Ces considérations se rattachent à une théorie en vogue à l'époque celle de la "finalité", selon laquelle les phénomènes naturels, notamment, s'expliquent par une intention, une intelligence supérieure.

Ces considérations sont tellement étrangères à notre logique actuelle qu'il faut laisser l'avocat nous les présenter.

L'une est, dit-il, "que la Saône porte tous les jours, aux habitants de Varennes, des préjudices considérables en minant petit à petit leur terrain qu'elle engloutit insensiblement, ce qui diminue tous les jours leur finage qu'elle rend souvent infructueux par ses débords, comme il vient encore d'arriver le mois dernier, qu'elle leur a porté préjudice de plus de dix mille livres. Si cette proximité de l'eau leur est tous les jours préjudiciables, peut-on trouver mauvais qu'ils s'en servent dans la seule chose où elle peut leur être utile ? C'est un droit de réciprocité qui devrait d'autant moins leur être contredit que c'est la nature qui le leur a donné par manière de dédommagement".

L'autre est, dit encore l'avocat, que "dans tout le finage de Varennes il n'y a pas un seul ruisseau ou une seule fontaine qui puisse fournir assez d'eau pour faire rouir une seule tuilée de chanvre ; leur ôtera-t-on l'usage de celle à laquelle tous les hommes ont le droit de participer ?... Y-a-t-il quelque prétexte d'exclure les Varnois de l'usage d'un fleuve auquel la nature semble n'avoir donné tant d'eau que pour en faire part à plus de personnes ?"

Il faudrait avoir la mentalité de l'époque pour savoir si ces considérations, si bien exprimées mais qui nous font quelque peu sourire, avaient une influence.

Quoiqu'il en soit, le jour même où les conclusions qui précédent sont déposées au tribunal, elles sont signifiées au Procureur Général, en même temps que les consultations de Me DELACHAULT, le conseil chalonnais, et de Me RIGOLLIER, le conseil dijonnais, accompagnée de l'autorisation de poursuivre l'appel donnée par Messieurs les commissaires députés.

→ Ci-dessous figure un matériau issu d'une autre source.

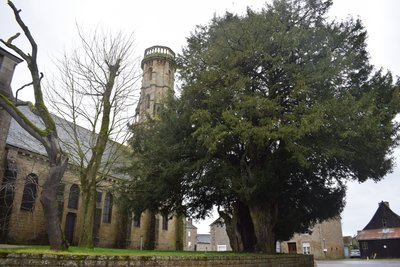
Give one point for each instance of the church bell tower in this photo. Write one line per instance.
(158, 67)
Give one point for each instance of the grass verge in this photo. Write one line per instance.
(112, 252)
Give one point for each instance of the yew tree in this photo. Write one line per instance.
(46, 135)
(279, 108)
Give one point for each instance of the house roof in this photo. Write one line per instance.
(384, 217)
(377, 234)
(204, 238)
(189, 224)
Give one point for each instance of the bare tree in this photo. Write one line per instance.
(47, 136)
(96, 90)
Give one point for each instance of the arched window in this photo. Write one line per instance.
(147, 101)
(150, 74)
(73, 200)
(30, 190)
(136, 220)
(165, 221)
(107, 211)
(60, 199)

Au travers de cette succession de consultations, de conclusions, de significations à un rythme très rapide, on sent la détermination des Varnois qui ont le sentiment de soutenir une cause juste. Leurs conseils leur ont par ailleurs bien fait ressortir que le jugement de première instance est tout à fait critiquable tant en la forme qu'au fonds. Alors, ils font toutes les diligences possibles pour en terminer rapidement, et ils attendent avec impatience l'audience du 1er juillet 1733 qui, pensent-ils, mettra fin à cette mauvaise affaire. Mais ils ne se doutent pas de ce qui les attend.

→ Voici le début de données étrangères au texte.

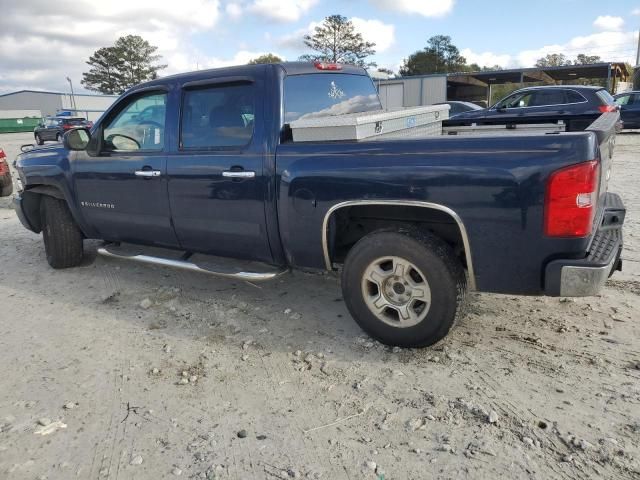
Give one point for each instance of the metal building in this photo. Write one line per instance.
(51, 103)
(477, 86)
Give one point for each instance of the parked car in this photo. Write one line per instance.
(53, 128)
(577, 106)
(410, 222)
(458, 107)
(629, 103)
(6, 185)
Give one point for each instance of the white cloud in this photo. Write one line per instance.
(427, 8)
(234, 10)
(610, 46)
(608, 23)
(294, 40)
(382, 34)
(40, 54)
(282, 10)
(241, 57)
(486, 59)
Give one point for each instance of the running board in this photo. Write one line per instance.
(221, 267)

En effet, la cause est bonne pour les Varnois, et le premier à s'en rendre compte, c'est le procureur général à la Table de Marbre. Ce dernier se dit que son substitut chalonnais l'a mis dans un bien mauvais pas dont il ne sait pas très bien comment sortir. Au niveau où se juge maintenant l'affaire, il sent bien que les petits arguments locaux contre le rouissage dans la Saône ne "font pas le poids" contre les grands intérêts économiques en jeu. Au surplus, il est bien obligé d'admettre qu'il n'a pas d'argument à opposer aux critiques formulées contre le jugement de première instance. Dans ce cas-là une seule tactique : faire traîner la procédure et se livrer à une guerre d'escarmouche sur le terrain. On finira peut-être par écœurer l'adversaire?

Faire traîner la procédure : le procureur général qui la connaît fort bien va s'y employer et les varnois vont en faire la désagréable expérience, dès le premier juillet.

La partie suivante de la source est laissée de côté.